I think I'm confused by the memory card code. Oh! I get it. "MemCard1019Mb" is not "size of a 1019-Mb memcard" (which would be a bit under 128MB), it's "size in megabits of a 1019-block memcard". Okay, so, I got it partially-working, but all the checksums came out wrong, and I now somewhat suspect that the cards are unreliable. I can sometimes read one or the other of them. Sometimes they fail, but when they fail, they have very persistent behaviors for a given card with a given set of data; like, it can't read at all, or it reads everything, or it reads exactly 8KB or 12KB. Put it in gamecube, mess with files or something, it comes out different.

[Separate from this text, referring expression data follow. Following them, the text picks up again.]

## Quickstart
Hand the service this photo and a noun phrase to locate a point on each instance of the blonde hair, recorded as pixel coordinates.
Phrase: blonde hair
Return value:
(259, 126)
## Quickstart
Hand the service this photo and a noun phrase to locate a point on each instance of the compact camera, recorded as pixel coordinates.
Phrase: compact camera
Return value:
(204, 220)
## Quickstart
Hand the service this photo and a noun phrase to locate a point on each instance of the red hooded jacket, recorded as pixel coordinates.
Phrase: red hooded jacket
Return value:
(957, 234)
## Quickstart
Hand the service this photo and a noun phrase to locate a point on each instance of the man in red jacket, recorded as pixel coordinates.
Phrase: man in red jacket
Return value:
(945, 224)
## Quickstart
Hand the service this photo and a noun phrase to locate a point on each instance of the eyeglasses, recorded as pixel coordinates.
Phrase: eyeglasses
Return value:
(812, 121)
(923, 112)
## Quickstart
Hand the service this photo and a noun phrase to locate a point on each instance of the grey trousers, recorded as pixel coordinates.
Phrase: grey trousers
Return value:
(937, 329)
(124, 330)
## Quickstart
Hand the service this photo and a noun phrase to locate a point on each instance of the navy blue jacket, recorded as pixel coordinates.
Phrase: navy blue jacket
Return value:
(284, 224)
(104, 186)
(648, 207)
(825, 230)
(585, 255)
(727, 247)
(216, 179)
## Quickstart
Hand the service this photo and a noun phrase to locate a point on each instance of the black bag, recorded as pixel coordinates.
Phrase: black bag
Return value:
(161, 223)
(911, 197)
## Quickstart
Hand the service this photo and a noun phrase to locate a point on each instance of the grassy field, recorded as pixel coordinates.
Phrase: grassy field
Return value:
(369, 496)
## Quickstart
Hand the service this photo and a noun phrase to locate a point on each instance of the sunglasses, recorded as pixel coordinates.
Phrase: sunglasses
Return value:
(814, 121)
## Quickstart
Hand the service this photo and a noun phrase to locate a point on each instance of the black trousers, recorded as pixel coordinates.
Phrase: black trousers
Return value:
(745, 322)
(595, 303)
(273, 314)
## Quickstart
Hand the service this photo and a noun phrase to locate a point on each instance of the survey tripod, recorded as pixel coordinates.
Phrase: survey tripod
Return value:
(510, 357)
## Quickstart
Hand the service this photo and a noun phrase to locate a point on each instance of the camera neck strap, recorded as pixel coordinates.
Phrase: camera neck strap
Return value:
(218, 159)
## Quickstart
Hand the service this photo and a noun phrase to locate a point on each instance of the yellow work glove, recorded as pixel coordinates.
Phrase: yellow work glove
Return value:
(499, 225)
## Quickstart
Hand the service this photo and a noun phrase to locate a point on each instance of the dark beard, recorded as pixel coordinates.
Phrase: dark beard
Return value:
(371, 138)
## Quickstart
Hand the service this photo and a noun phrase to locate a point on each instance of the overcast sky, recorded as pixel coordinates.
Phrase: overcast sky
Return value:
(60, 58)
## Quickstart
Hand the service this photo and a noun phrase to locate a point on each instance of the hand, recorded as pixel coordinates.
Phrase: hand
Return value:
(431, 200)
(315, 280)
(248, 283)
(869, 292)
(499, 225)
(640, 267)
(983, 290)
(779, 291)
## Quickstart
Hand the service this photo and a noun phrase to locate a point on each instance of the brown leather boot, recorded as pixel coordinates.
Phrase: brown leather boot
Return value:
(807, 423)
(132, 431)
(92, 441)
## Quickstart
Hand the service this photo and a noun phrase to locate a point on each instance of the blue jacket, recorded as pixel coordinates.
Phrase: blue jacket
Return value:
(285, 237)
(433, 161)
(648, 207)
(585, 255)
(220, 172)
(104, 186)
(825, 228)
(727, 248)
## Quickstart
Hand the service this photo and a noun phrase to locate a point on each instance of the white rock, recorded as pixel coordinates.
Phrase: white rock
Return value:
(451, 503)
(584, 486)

It looks like Datel may have shipped them with bogus headers with no card size listed in the initial header; I reformatted one on the gamecube and that one now seems to have a correct header. Unfortunately, only 12KB of it are responsive right now.

The one 8MB dump I got now opens at all, with the size hackery and also completely disregarding checksums, but says it has 127 free directory entries and >65k free blocks, which suggests that it's just failing entirely to read things. Unfortunately, I'm not familiar enough with the format or code to decipher that without more time to look at it, and I'd want higher confidence that the image I have is even correct.

They appear to work better after being left alone (?!?) so I'm leaving it overnight.

My guess is that the size hackery of allowing a 995-block card of exactly 8,192,000 bytes would probably be fine if the card image were correct, but it's just a guess.
So, one of the card is just fried -- the gamecube can't use it either, apparently? I'm not sure why, but I think at this point I'll take it apart and look for obvious exploded parts or something.

But I went into the MaxDrive utility program on the gamecube, and asked it to Prepare The Drive for use with a PC, and with that, my patches work and I can access saves on it. Woo!